Additional assistance has come from partnerships with the Coastal Protection Restoration Authority and the New Orleans Sewerage and Water Board, among other organizations.

In 2021, the park's wetlands may have helped alleviate storm surges during Hurricane Ida.

As of 2024, the park was slated to be completed in fall 2025. As of January 2025, 8 acres of the park had been restored, with plans to build an on-site plant nursery for regional wetland trees and shrubs, which would also be used for community gardening activities. In March 2025, an environmental review of the project was completed, and funding had been secured for the remaining parts of the project, with construction expected to begin in late 2025.

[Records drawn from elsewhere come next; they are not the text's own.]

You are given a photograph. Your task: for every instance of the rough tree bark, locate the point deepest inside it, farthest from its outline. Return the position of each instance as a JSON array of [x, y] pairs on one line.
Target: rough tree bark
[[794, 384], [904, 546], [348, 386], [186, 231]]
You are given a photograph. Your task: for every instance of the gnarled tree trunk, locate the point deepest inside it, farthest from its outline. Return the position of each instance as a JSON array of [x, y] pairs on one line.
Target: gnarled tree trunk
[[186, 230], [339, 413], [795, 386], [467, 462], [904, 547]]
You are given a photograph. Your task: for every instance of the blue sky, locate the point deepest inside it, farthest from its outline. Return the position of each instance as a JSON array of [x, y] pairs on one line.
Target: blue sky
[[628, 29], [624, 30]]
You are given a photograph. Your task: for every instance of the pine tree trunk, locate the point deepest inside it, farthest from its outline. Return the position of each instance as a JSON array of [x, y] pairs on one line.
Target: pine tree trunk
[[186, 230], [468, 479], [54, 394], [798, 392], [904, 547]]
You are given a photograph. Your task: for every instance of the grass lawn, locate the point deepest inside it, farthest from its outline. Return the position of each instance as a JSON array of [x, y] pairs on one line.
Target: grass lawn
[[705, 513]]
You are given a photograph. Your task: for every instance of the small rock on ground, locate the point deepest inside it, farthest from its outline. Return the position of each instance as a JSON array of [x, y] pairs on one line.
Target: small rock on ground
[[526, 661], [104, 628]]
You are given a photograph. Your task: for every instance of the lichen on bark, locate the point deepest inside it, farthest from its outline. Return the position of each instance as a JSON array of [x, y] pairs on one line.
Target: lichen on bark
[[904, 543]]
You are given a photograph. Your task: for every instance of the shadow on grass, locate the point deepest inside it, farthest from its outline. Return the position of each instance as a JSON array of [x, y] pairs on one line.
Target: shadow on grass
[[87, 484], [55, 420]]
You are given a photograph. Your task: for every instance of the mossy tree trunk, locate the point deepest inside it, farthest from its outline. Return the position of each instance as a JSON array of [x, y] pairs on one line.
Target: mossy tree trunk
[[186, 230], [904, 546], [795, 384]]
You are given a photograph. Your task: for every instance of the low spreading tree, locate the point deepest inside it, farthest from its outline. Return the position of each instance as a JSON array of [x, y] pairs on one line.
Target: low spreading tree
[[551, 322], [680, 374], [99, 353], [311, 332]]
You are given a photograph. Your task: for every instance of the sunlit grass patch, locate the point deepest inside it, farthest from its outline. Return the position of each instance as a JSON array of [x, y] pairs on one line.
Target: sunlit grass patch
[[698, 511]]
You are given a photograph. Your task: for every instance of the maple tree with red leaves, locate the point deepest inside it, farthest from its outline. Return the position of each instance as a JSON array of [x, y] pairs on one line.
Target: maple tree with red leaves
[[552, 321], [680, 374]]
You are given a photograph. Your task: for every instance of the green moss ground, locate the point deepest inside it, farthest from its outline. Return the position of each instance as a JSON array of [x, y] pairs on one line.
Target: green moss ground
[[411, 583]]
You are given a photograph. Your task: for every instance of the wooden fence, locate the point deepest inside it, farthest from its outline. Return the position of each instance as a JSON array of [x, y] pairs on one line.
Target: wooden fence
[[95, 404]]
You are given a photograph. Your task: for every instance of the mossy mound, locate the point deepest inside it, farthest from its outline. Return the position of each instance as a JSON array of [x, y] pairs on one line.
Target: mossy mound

== Environment and geography ==
The park's native wetlands are expected to increase the surrounding neighborhood's resilience to flooding by acting as a reservoir. The park lies at the lowest point of the Lower Ninth Ward.

As a result of the planting of native species, the park is thought to be habitat to various birds, reptiles, amphibians, beavers and otters and as of 2026, birders have spotted over 200 distinct species in the park. The thick understory of the park's mature trees, unusual for an urban park, make it particularly attractive to migratory birds.